De geur van de veelkleurige bloemen uit ons voortuintje trekt in een vlaag voorbij.
‘Kijk!’ zegt ze en dribbelt half struikelend naar me toe.
‘Oepsie!’
Ze loopt verder. Tussen haar kleverige vingers houdt ze een mier geklemd. Het insect spartelt heen en weer, de voorpootjes bewegen ongecontroleerd en maaien vruchteloos in de lucht. Zijn achterlijf moet al fijngedrukt zijn. Ik bedwing de neiging om het beestje uit haar knuistje weg te trekken.
‘Kijk nou,’ zeg ik opgewekter dan ik me voel.
‘Hij moet terug,’ zegt ze resoluut, ‘naar zijn vriendjes. Kom, mama.’
Ik sta op en grijp haar vrije hand. De straat en stoep zijn leeg. De bomen staan vol blad, een bries verdrijft de hitte. Ik ruik de zonnebrand waarmee ik haar in dikke lagen heb ingesmeerd.
‘Kom,’ zegt ze nog een keer en trekt me richting het mierennest waaraan ze tot mijn verrassing voorbij loopt.
‘Niet hier?’ vraag ik.
‘Nee,’ antwoordt ze, ‘nieuwe vriendjes maken.’
Even hoor ik een echo van mijn eigen stem in haar woorden.
‘Als iedereen vrienden zou zijn …,’ vervolgt ze wijsneuzerig, zonder haar zin af te maken.
Ze buigt voorover en legt de gewonde mier voorzichtig op de grond, vlakbij een ander nest.
‘Zo, vriendjes,’ fluistert ze bijna onhoorbaar.
‘Is dat wel een goed idee?’ vraag ik.
‘Mama,’ antwoordt ze verontwaardigd.
‘Ok,’ zeg ik tegen beter weten in en zwijg bij het idee wat hem te wachten staat.
Ze bedoelt het goed. Oorzaak en gevolg, denk ik.

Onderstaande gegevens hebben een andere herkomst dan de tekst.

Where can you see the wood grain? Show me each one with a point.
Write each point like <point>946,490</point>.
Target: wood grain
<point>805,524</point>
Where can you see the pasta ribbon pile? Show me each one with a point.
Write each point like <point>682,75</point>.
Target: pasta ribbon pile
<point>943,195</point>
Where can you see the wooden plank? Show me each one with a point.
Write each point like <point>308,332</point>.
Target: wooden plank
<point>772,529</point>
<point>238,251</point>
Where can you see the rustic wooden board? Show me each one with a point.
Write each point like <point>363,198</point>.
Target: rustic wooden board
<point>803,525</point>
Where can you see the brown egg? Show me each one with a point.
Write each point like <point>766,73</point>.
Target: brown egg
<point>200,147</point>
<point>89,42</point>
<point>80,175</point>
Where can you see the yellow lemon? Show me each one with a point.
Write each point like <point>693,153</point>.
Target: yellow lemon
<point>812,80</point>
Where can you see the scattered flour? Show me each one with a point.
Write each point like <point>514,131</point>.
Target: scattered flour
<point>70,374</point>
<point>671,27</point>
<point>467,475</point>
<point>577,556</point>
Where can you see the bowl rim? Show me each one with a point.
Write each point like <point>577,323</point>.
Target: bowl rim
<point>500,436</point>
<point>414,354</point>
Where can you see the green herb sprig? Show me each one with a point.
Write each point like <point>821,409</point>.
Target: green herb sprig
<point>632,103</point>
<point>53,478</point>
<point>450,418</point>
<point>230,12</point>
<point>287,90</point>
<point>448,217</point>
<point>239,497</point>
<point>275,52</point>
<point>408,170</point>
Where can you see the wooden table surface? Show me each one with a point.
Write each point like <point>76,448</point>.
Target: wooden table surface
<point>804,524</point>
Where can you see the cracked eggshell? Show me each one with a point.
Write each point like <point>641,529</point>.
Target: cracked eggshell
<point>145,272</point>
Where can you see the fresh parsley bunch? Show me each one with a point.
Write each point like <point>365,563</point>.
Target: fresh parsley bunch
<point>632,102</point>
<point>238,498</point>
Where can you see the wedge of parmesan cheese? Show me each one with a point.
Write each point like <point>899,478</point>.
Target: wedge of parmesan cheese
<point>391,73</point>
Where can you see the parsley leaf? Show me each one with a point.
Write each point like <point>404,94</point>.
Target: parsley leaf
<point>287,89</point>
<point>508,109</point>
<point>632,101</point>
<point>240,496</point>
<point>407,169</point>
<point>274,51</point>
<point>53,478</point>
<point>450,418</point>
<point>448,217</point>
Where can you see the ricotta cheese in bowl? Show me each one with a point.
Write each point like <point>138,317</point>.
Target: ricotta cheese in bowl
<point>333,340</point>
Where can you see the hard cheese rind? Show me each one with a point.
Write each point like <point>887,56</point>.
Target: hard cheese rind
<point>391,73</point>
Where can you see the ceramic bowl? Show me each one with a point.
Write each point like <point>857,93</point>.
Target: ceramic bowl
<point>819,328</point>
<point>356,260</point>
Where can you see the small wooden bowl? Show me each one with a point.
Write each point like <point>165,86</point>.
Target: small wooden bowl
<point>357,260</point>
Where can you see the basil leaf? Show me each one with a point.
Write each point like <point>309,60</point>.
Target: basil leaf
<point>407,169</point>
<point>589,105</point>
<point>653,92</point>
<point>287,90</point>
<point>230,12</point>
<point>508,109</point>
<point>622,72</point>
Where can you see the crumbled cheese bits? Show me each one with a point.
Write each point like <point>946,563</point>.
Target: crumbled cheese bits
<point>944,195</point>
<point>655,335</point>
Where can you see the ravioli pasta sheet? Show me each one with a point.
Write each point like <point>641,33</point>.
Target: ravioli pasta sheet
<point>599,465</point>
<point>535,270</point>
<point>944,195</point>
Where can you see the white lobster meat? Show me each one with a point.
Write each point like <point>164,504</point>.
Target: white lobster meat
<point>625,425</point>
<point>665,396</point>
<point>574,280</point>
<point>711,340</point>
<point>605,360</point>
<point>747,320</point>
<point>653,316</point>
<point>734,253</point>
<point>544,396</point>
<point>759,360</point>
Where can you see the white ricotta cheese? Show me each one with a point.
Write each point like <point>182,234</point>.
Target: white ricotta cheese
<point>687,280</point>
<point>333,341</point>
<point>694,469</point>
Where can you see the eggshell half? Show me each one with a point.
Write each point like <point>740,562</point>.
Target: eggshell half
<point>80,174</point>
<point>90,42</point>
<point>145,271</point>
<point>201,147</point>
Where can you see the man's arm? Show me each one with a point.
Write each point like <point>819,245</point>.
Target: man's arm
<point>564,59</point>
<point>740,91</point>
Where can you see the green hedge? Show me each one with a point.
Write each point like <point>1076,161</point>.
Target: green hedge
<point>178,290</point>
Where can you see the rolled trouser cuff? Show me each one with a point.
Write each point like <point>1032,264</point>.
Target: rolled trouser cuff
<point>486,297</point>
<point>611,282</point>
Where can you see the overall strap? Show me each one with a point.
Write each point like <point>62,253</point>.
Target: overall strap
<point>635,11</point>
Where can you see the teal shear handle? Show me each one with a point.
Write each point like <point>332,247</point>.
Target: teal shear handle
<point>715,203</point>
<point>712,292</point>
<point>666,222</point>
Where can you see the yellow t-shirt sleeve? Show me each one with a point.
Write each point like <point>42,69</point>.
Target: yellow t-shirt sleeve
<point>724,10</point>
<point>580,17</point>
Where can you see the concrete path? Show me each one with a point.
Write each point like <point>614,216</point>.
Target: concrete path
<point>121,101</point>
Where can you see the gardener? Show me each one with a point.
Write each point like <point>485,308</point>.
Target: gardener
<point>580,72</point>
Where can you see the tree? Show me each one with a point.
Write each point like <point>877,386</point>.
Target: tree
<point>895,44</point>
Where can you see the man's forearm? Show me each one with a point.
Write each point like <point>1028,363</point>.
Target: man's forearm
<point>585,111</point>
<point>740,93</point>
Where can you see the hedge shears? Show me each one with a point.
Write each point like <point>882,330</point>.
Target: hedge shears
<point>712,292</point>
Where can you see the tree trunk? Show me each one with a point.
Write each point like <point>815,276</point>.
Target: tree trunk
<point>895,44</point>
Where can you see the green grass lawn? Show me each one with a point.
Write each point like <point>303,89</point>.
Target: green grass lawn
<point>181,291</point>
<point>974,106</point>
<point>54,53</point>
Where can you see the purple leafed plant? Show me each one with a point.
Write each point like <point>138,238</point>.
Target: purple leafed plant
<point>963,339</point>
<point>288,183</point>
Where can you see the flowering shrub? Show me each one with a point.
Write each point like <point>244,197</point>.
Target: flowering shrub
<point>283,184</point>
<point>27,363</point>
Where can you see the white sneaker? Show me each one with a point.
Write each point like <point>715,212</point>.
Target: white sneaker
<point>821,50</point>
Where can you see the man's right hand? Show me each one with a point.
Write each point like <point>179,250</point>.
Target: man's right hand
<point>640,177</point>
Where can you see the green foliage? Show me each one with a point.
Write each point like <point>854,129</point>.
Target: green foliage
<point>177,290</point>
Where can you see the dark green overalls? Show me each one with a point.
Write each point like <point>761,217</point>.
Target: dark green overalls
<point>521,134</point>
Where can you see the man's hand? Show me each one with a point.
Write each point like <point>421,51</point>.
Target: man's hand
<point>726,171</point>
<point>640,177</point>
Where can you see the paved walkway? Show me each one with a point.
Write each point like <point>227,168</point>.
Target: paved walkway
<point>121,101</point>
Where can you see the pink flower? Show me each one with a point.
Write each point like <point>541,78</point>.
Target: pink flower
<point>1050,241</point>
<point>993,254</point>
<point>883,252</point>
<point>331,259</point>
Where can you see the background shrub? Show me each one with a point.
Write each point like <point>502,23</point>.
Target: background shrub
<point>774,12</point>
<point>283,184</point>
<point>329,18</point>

Terwijl we samen toekijken hoe het gewonde slachtoffer als een krijgsgevangene meegenomen wordt, voel ik een kriebel langs mijn enkel gaan. Een mier kruipt over mijn blote huid naar boven, gevolgd door een volgende en nog een volgende. Soldaten uit het andere nest rukken in een lange rij op. Schudden helpt niet. Met mijn hand tik ik ze weg. Het is onbegonnen werk, steeds meer mieren sluiten zich aan.
Eerst voel ik kleine steekjes waarin de jeuk opkomt, daarna de pijn en nog meer beten. Mieren die aan mijn vingers blijven hangen en daar mijn vel te grazen nemen. De gewonde mier wordt ondertussen in de lucht getild en afgevoerd. Zijn bewegingen nemen langzaam af, terwijl ik inmiddels een vreemde dans opvoer, waarbij ik mijn voeten afwisselend hoog optil en weer neer stamp, in de hoop de aanvallende insecten van mijn been te laten vallen. Niets helpt.
Mijn dochter blijft onaangetast zitten en negeert mij volkomen, gehypnotiseerd door de mieren die in een optocht gretig hun nieuwe vriendje mee naar huis nemen. In gedachten voel ik de kolonie waar de platgedrukte mier vandaan kwam, achter ons in een golvend zwart kleed uitgespreid over de tegels op ons afrollen.
Straks nemen ze haar te grazen, denk ik, als ze doorhebben dat zij de aanstichtster is.
‘We gaan naar binnen,’ zeg ik, pak haar net iets te stevig aan haar arm en trek haar met me mee.
‘Mama!’ roept ze. ‘Ik wil kijken.’
Bij iedere stap lijkt de grond onder me te deinen en voel ik het knappen van de lijfjes onder mijn voeten.